Memiliki momongan sudah lama Anda dan suami dambakan. Berbagai impian dan rencana pun sudah Anda pikirkan untuk nantinya diterapkan pada anak. Sayangnya, Anda masih saja berkeluh kesah, karena tindakan mertua yang kerap 'menginterupsi' apapun yang Anda lakukan saat mengasuh dan mendidik anak.

Sepertinya, ada saja yang salah dan perlu dikoreksi. Belum lagi pertanyaannya yang mengesankan Anda tak tahu apa-apa, dan...satu lagi, saran dari beliau terkadang bertolak belakang dengan rencana Anda. Duh, rasanya sebal. 

Ketahuilah kalau mertua juga punya alasan untuk ikut campur pada pertumbuhan anak Anda yang notabennya itu cucunya sendiri. BACA INI: INI ALASANNYA KENAPA CARA ANDA MENGASUH ANAK BERTOLAK BELAKANG DENGAN MERTUA.

Tak perlu emosi berkepanjangan. Lakukan saja langkah-langkah ini agar Anda bisa mengasuh anak dengan nyaman, tanpa beban, tanpa menyakiti hati mertua...


  • Anggaplah mertua sebagai orang tua Anda sendiri. Ini adalah cara paling mudah yang perlu Anda lakukan pertama kali.  Dengan begitu, apapun yang mereka katakan dan lakukan, akan lebih mudah dipahami oleh Anda. 
  • Kenapa Anda tidak mencoba menggali ilmu dari mertua? Coba dengarkan cerita dan sarannya ketika membagi pengalamannya, cara dia mengasuh anak-anaknya dulu. Perlu diingat, orang tua zaman dulu (umumnya) lebih tahan banting, mandiri, dan selalu punya cara mencari solusi sendiri sebelum bergantung pada orang lain.
  • Coba aplikasikan pola asuh yang mereka sarankan untuk tahu efek baik dan buruknya, sebelum Anda benar-benar menolaknya. Jika ternyata masuk akal dan sesuai dengan pemikiran Anda dan suami, pasti impact-nya akan terlihat pada anak Anda. Hidup anak akan terasa lebih teratur, nyaman, dan aman. 

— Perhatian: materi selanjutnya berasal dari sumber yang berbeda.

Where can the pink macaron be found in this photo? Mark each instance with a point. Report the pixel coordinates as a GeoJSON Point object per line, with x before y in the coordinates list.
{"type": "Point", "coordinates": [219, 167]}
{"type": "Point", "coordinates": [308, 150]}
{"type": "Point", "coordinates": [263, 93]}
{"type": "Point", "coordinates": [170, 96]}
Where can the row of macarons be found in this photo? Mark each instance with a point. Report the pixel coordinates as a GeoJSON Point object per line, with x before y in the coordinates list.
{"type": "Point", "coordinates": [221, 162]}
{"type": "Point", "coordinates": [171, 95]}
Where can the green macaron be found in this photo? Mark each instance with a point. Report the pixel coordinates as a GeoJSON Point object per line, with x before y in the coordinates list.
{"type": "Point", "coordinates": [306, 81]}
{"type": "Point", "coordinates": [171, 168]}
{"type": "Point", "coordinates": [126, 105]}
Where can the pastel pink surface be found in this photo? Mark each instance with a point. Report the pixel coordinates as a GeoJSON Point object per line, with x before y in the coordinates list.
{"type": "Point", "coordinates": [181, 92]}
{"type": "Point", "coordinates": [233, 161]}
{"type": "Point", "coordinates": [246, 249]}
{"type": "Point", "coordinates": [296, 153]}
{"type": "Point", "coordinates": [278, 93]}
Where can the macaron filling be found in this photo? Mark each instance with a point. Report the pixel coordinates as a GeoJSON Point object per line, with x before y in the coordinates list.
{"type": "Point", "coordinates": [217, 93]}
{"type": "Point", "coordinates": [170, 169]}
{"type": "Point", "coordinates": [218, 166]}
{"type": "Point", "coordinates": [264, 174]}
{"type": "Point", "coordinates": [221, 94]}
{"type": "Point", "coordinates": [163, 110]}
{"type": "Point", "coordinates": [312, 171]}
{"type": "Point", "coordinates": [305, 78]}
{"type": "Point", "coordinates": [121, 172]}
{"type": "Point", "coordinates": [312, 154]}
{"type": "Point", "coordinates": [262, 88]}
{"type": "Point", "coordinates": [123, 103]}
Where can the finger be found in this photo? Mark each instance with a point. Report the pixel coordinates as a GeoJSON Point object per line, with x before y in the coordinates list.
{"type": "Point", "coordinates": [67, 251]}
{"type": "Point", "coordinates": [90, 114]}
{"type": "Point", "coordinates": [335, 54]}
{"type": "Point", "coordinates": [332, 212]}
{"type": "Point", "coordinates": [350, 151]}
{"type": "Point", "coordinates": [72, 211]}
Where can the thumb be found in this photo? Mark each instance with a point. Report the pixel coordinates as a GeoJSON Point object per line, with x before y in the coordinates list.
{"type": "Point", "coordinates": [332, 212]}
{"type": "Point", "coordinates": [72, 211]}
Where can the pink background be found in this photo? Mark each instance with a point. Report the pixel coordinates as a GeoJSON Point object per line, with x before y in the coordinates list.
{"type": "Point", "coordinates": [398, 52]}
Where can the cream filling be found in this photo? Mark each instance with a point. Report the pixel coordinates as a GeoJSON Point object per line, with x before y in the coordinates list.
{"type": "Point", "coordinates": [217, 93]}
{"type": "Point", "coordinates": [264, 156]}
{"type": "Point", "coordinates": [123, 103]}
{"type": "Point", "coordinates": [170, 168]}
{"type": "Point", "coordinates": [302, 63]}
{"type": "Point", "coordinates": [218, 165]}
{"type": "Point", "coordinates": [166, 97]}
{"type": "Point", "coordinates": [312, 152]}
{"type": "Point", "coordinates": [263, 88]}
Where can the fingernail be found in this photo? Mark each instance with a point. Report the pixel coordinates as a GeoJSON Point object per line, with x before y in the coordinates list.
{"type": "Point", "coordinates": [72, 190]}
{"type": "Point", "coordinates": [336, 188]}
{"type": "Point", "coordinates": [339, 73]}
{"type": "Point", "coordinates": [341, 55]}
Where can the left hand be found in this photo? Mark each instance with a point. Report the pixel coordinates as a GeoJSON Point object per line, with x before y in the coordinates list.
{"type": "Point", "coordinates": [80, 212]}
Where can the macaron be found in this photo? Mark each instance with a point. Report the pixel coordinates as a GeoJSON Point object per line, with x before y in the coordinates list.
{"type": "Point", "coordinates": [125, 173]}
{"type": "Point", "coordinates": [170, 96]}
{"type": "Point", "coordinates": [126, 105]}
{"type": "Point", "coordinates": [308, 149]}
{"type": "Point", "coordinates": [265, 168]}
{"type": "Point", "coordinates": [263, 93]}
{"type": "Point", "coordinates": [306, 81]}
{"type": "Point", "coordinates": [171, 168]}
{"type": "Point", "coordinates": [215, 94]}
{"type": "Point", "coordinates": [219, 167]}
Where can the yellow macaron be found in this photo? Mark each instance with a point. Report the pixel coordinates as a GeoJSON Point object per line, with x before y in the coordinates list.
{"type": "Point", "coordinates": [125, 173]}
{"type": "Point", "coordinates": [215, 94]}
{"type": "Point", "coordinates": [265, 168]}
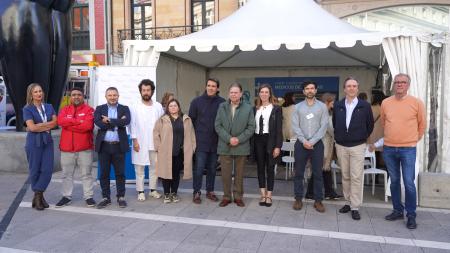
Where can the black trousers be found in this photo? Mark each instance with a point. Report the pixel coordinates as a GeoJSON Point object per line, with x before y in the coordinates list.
{"type": "Point", "coordinates": [110, 154]}
{"type": "Point", "coordinates": [265, 163]}
{"type": "Point", "coordinates": [171, 185]}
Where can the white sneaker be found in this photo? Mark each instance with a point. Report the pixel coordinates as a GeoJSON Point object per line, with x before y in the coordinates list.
{"type": "Point", "coordinates": [141, 196]}
{"type": "Point", "coordinates": [154, 194]}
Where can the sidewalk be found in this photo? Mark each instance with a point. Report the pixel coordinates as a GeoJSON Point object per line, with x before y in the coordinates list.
{"type": "Point", "coordinates": [152, 226]}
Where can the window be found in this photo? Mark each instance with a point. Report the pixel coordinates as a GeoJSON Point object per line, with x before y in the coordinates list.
{"type": "Point", "coordinates": [202, 12]}
{"type": "Point", "coordinates": [141, 24]}
{"type": "Point", "coordinates": [80, 25]}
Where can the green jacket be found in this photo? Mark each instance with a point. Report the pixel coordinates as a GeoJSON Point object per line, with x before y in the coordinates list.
{"type": "Point", "coordinates": [241, 126]}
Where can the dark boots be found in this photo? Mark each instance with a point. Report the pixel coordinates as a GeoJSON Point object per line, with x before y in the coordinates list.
{"type": "Point", "coordinates": [38, 201]}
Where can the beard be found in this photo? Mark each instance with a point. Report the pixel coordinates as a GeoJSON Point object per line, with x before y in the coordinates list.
{"type": "Point", "coordinates": [146, 98]}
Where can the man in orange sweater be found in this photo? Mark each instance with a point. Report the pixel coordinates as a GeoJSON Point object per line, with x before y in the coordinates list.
{"type": "Point", "coordinates": [404, 122]}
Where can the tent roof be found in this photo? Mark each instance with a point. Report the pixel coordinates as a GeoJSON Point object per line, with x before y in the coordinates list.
{"type": "Point", "coordinates": [264, 34]}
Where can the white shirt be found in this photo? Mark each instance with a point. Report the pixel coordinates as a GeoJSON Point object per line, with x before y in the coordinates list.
{"type": "Point", "coordinates": [265, 112]}
{"type": "Point", "coordinates": [350, 107]}
{"type": "Point", "coordinates": [143, 120]}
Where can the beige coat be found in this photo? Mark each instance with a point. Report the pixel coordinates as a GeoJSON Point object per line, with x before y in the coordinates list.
{"type": "Point", "coordinates": [163, 141]}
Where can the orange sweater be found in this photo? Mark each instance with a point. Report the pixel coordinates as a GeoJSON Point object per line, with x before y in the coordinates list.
{"type": "Point", "coordinates": [403, 120]}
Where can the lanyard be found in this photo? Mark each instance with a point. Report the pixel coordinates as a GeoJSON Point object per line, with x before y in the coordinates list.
{"type": "Point", "coordinates": [42, 114]}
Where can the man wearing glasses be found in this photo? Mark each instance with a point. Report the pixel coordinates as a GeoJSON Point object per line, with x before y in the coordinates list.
{"type": "Point", "coordinates": [404, 122]}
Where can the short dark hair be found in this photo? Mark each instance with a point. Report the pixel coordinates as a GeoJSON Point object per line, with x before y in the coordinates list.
{"type": "Point", "coordinates": [75, 88]}
{"type": "Point", "coordinates": [237, 85]}
{"type": "Point", "coordinates": [214, 80]}
{"type": "Point", "coordinates": [350, 78]}
{"type": "Point", "coordinates": [112, 88]}
{"type": "Point", "coordinates": [147, 82]}
{"type": "Point", "coordinates": [308, 82]}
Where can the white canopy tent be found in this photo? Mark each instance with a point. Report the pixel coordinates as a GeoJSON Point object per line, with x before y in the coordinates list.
{"type": "Point", "coordinates": [289, 34]}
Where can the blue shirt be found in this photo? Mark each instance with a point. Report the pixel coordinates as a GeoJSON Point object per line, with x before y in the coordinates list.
{"type": "Point", "coordinates": [112, 135]}
{"type": "Point", "coordinates": [30, 112]}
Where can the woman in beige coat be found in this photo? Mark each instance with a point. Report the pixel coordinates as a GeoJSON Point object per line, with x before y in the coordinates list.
{"type": "Point", "coordinates": [174, 140]}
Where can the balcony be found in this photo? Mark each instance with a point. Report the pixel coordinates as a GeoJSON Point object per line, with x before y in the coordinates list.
{"type": "Point", "coordinates": [155, 33]}
{"type": "Point", "coordinates": [80, 40]}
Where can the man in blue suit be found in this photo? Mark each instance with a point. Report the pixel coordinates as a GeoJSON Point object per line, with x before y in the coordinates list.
{"type": "Point", "coordinates": [111, 144]}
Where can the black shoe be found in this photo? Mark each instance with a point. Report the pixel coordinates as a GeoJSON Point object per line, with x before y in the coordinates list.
{"type": "Point", "coordinates": [309, 196]}
{"type": "Point", "coordinates": [63, 202]}
{"type": "Point", "coordinates": [394, 216]}
{"type": "Point", "coordinates": [345, 209]}
{"type": "Point", "coordinates": [411, 223]}
{"type": "Point", "coordinates": [121, 201]}
{"type": "Point", "coordinates": [333, 196]}
{"type": "Point", "coordinates": [104, 203]}
{"type": "Point", "coordinates": [90, 202]}
{"type": "Point", "coordinates": [355, 215]}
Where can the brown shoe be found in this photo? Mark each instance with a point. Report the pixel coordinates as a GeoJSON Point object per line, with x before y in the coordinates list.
{"type": "Point", "coordinates": [319, 206]}
{"type": "Point", "coordinates": [239, 202]}
{"type": "Point", "coordinates": [212, 196]}
{"type": "Point", "coordinates": [224, 202]}
{"type": "Point", "coordinates": [297, 205]}
{"type": "Point", "coordinates": [196, 199]}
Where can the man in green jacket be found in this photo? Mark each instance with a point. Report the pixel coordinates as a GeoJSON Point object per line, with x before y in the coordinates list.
{"type": "Point", "coordinates": [235, 125]}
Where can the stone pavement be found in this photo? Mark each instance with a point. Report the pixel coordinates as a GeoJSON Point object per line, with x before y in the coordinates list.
{"type": "Point", "coordinates": [152, 226]}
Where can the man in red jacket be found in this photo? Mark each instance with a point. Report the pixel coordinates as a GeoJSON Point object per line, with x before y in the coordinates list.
{"type": "Point", "coordinates": [77, 123]}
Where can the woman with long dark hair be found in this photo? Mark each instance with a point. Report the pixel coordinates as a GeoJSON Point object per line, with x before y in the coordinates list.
{"type": "Point", "coordinates": [39, 118]}
{"type": "Point", "coordinates": [268, 139]}
{"type": "Point", "coordinates": [174, 140]}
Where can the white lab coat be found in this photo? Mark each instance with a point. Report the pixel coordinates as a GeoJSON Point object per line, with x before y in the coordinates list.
{"type": "Point", "coordinates": [143, 119]}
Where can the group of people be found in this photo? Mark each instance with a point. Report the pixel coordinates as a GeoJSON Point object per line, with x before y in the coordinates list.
{"type": "Point", "coordinates": [166, 140]}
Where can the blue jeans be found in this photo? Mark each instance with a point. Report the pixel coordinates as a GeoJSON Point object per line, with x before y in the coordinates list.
{"type": "Point", "coordinates": [404, 158]}
{"type": "Point", "coordinates": [208, 161]}
{"type": "Point", "coordinates": [301, 158]}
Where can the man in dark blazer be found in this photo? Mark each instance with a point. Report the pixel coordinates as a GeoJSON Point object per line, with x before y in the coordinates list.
{"type": "Point", "coordinates": [353, 123]}
{"type": "Point", "coordinates": [112, 144]}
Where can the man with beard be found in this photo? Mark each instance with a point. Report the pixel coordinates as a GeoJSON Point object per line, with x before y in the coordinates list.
{"type": "Point", "coordinates": [309, 123]}
{"type": "Point", "coordinates": [144, 115]}
{"type": "Point", "coordinates": [111, 144]}
{"type": "Point", "coordinates": [77, 123]}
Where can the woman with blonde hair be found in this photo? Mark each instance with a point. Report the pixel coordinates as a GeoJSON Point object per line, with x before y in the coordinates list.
{"type": "Point", "coordinates": [39, 118]}
{"type": "Point", "coordinates": [268, 139]}
{"type": "Point", "coordinates": [328, 144]}
{"type": "Point", "coordinates": [174, 140]}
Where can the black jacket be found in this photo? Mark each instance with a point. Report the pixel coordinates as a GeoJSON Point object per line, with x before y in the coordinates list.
{"type": "Point", "coordinates": [123, 119]}
{"type": "Point", "coordinates": [275, 130]}
{"type": "Point", "coordinates": [361, 123]}
{"type": "Point", "coordinates": [203, 112]}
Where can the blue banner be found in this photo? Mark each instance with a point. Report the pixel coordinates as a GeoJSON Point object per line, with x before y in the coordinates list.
{"type": "Point", "coordinates": [282, 85]}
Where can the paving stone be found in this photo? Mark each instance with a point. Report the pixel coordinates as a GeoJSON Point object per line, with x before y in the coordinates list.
{"type": "Point", "coordinates": [356, 227]}
{"type": "Point", "coordinates": [350, 246]}
{"type": "Point", "coordinates": [431, 232]}
{"type": "Point", "coordinates": [194, 248]}
{"type": "Point", "coordinates": [211, 236]}
{"type": "Point", "coordinates": [389, 248]}
{"type": "Point", "coordinates": [396, 228]}
{"type": "Point", "coordinates": [275, 242]}
{"type": "Point", "coordinates": [243, 239]}
{"type": "Point", "coordinates": [172, 232]}
{"type": "Point", "coordinates": [319, 244]}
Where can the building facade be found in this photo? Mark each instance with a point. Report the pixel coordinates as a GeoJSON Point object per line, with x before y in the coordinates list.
{"type": "Point", "coordinates": [99, 26]}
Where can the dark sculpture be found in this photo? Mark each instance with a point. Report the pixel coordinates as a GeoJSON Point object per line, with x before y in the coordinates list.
{"type": "Point", "coordinates": [35, 46]}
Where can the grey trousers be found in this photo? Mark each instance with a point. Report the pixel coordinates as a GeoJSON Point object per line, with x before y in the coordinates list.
{"type": "Point", "coordinates": [69, 162]}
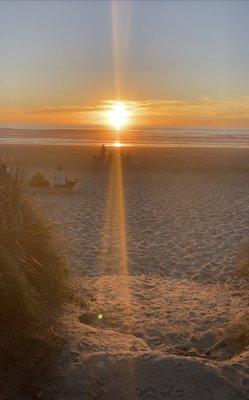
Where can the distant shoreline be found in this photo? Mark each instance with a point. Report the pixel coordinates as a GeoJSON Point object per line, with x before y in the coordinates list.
{"type": "Point", "coordinates": [147, 137]}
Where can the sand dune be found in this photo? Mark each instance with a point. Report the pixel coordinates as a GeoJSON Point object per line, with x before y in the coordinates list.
{"type": "Point", "coordinates": [156, 328]}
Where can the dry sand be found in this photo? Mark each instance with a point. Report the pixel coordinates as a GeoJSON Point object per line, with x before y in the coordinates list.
{"type": "Point", "coordinates": [151, 324]}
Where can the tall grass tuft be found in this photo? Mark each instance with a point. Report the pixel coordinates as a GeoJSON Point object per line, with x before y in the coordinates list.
{"type": "Point", "coordinates": [32, 271]}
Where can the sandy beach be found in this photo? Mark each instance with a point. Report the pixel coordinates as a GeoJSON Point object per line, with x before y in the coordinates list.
{"type": "Point", "coordinates": [153, 262]}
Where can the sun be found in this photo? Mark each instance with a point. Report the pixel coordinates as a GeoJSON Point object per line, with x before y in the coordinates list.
{"type": "Point", "coordinates": [118, 116]}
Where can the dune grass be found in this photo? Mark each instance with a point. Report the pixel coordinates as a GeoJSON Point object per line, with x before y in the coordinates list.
{"type": "Point", "coordinates": [31, 269]}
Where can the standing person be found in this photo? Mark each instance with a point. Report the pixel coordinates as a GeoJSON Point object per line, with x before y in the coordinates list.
{"type": "Point", "coordinates": [60, 177]}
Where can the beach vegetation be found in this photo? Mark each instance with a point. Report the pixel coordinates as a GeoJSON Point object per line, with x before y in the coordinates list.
{"type": "Point", "coordinates": [32, 270]}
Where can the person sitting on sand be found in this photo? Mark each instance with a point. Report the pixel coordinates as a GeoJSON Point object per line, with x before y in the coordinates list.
{"type": "Point", "coordinates": [39, 180]}
{"type": "Point", "coordinates": [61, 179]}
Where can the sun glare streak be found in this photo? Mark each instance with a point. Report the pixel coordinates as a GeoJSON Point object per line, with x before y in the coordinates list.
{"type": "Point", "coordinates": [118, 116]}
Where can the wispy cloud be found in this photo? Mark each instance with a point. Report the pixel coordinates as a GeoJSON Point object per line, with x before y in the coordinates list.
{"type": "Point", "coordinates": [203, 111]}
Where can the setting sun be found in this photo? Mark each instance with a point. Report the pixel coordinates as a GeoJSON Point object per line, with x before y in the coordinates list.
{"type": "Point", "coordinates": [118, 116]}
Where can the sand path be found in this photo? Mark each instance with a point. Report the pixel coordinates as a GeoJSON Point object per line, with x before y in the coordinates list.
{"type": "Point", "coordinates": [154, 329]}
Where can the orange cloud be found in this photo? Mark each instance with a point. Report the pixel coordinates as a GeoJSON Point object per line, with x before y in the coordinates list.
{"type": "Point", "coordinates": [200, 112]}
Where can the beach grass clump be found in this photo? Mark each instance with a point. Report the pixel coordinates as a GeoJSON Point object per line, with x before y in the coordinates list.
{"type": "Point", "coordinates": [32, 271]}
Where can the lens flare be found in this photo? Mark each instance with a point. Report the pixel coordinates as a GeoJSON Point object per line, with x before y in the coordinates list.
{"type": "Point", "coordinates": [118, 116]}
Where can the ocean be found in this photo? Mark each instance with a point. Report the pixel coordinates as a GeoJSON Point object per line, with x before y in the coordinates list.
{"type": "Point", "coordinates": [143, 137]}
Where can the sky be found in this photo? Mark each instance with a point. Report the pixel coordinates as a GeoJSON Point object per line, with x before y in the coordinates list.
{"type": "Point", "coordinates": [173, 63]}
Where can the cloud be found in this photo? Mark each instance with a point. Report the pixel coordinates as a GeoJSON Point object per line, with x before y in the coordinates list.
{"type": "Point", "coordinates": [154, 111]}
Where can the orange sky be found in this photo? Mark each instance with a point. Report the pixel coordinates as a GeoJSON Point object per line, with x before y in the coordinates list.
{"type": "Point", "coordinates": [204, 112]}
{"type": "Point", "coordinates": [174, 63]}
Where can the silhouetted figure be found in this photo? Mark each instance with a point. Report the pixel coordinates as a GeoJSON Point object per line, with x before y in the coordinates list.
{"type": "Point", "coordinates": [102, 155]}
{"type": "Point", "coordinates": [109, 158]}
{"type": "Point", "coordinates": [38, 180]}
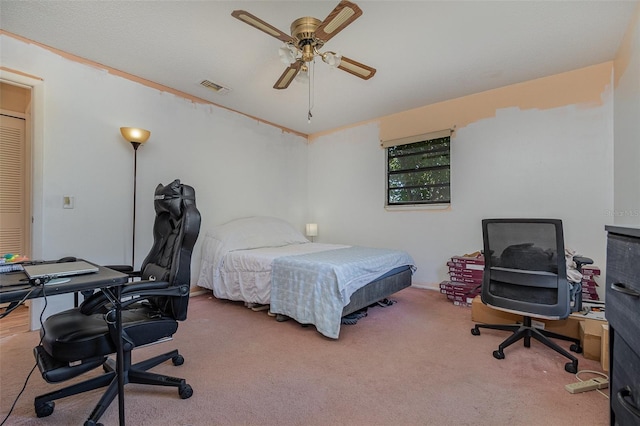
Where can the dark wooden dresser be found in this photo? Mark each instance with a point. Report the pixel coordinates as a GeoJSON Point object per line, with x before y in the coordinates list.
{"type": "Point", "coordinates": [623, 314]}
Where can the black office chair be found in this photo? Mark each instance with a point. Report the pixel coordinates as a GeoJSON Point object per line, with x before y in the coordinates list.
{"type": "Point", "coordinates": [81, 339]}
{"type": "Point", "coordinates": [525, 273]}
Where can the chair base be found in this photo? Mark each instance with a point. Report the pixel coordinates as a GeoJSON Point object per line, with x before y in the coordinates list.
{"type": "Point", "coordinates": [526, 331]}
{"type": "Point", "coordinates": [133, 373]}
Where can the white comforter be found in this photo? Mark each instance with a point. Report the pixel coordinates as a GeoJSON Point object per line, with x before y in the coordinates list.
{"type": "Point", "coordinates": [246, 274]}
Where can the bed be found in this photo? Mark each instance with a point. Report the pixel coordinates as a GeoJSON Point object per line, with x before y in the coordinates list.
{"type": "Point", "coordinates": [265, 261]}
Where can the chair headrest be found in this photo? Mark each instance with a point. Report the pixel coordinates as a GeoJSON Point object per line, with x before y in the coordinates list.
{"type": "Point", "coordinates": [170, 198]}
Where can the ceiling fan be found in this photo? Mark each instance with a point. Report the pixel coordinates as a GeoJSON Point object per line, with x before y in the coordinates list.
{"type": "Point", "coordinates": [308, 36]}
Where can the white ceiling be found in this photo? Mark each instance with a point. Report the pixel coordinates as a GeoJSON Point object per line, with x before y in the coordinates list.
{"type": "Point", "coordinates": [424, 51]}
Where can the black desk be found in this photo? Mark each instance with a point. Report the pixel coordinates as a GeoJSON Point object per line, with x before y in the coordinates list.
{"type": "Point", "coordinates": [14, 288]}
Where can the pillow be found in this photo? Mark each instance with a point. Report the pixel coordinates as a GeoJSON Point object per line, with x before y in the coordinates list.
{"type": "Point", "coordinates": [256, 232]}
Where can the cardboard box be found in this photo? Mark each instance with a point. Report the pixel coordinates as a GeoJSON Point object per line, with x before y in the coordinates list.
{"type": "Point", "coordinates": [604, 348]}
{"type": "Point", "coordinates": [484, 314]}
{"type": "Point", "coordinates": [591, 338]}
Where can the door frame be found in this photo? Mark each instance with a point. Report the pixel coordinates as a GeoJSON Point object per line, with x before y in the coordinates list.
{"type": "Point", "coordinates": [34, 137]}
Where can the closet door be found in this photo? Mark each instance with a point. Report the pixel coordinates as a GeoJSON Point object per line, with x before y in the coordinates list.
{"type": "Point", "coordinates": [14, 187]}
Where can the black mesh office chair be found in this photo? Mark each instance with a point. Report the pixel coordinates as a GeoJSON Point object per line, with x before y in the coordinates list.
{"type": "Point", "coordinates": [81, 339]}
{"type": "Point", "coordinates": [525, 273]}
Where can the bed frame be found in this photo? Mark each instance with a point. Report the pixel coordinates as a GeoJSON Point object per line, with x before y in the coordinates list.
{"type": "Point", "coordinates": [377, 290]}
{"type": "Point", "coordinates": [373, 292]}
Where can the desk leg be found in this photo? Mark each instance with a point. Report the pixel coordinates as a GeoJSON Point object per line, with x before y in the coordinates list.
{"type": "Point", "coordinates": [120, 356]}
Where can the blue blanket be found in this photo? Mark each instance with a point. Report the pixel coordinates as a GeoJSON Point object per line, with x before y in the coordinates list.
{"type": "Point", "coordinates": [314, 288]}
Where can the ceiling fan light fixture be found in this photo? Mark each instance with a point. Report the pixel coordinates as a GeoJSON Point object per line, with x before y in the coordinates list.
{"type": "Point", "coordinates": [288, 54]}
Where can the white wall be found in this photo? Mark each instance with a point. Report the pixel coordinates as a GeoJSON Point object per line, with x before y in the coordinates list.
{"type": "Point", "coordinates": [238, 166]}
{"type": "Point", "coordinates": [627, 128]}
{"type": "Point", "coordinates": [554, 162]}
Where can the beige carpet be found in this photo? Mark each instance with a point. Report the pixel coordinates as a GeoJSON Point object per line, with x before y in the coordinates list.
{"type": "Point", "coordinates": [413, 363]}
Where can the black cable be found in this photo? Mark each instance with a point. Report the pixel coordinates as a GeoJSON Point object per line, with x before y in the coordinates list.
{"type": "Point", "coordinates": [24, 386]}
{"type": "Point", "coordinates": [8, 311]}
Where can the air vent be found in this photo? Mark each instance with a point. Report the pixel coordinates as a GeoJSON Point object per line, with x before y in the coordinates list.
{"type": "Point", "coordinates": [214, 86]}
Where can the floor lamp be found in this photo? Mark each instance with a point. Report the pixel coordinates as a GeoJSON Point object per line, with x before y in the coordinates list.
{"type": "Point", "coordinates": [137, 137]}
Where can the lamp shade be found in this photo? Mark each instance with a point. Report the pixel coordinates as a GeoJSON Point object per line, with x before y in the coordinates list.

  • Saat menerapkan sarannya, ajaklah mertua ikut ikut mempraktekkan hal tersebut kepada anak Anda. Dengan begitu, mertua maupun sama-sama melihat dan mengerti apakah ajaran tersebut memang sesuai dengan jiwa si anak. Anda dan mertua pun bisa saling koreksi, tanpa terkesan menyalahkan.
  • Anda harus mampu menunjukkan sikap tegas dan positif kepada mertua. Biasanya ini terlihat dari sikap dan tingkah laku anak Anda. Ketika berbuat hal-hal yang tidak baik, tentu mata dan pikiran mertua tertuju pada Anda sebagai orang tuanya. Sebaliknya, saat anak tumbuh dengan baik, mertua pasti mengacungi jempolnya—meskipun di dalam hatinya saja.
  • Berikan kesempatan mertua untuk berbicara tentang mitos-mitos yang berkembang di masa lalu. Lagi-lagi, mereka, kan, lebih pengalaman daripada Anda. Setelah mendengarkan, pilah-pilah saran mertua yang menurut Anda masih relevan dilakukan di masa modern seperti sekarang. Berikan pengertian kalau Anda merasa hal tersebut tak lagi perlu dilakukan di masa sekarang.
  • Bertukar pikiran lah dengan suami Anda. Diskusikan pola asuh seperti apa yang ingin Anda terapkan kepada anak. Ketika keputusan dibuat, tak ada salahnya duduk bareng bersama mertua untuk menjelaskan pola asuh yang sudah Anda dan suami tentukan. Dengan begitu mereka akan lebih menghargai keputusan Anda dan suami. Lakukan pula hal ini kepada orang tua Anda sendiri. 
  • Menolak dengan baik dengan memberikan alasan yang tepat menjadi solusi untuk menunjukkan ketidaksetujuan Anda akan campur tangan mertua, tanpa terkesan buruk. Berbicaralah dari hati ke hati dan jelaskan niat Anda. Minta waktu kepada mertua untuk membuktikan, bahwa suara Anda sebagai orang tua juga perlu didengar.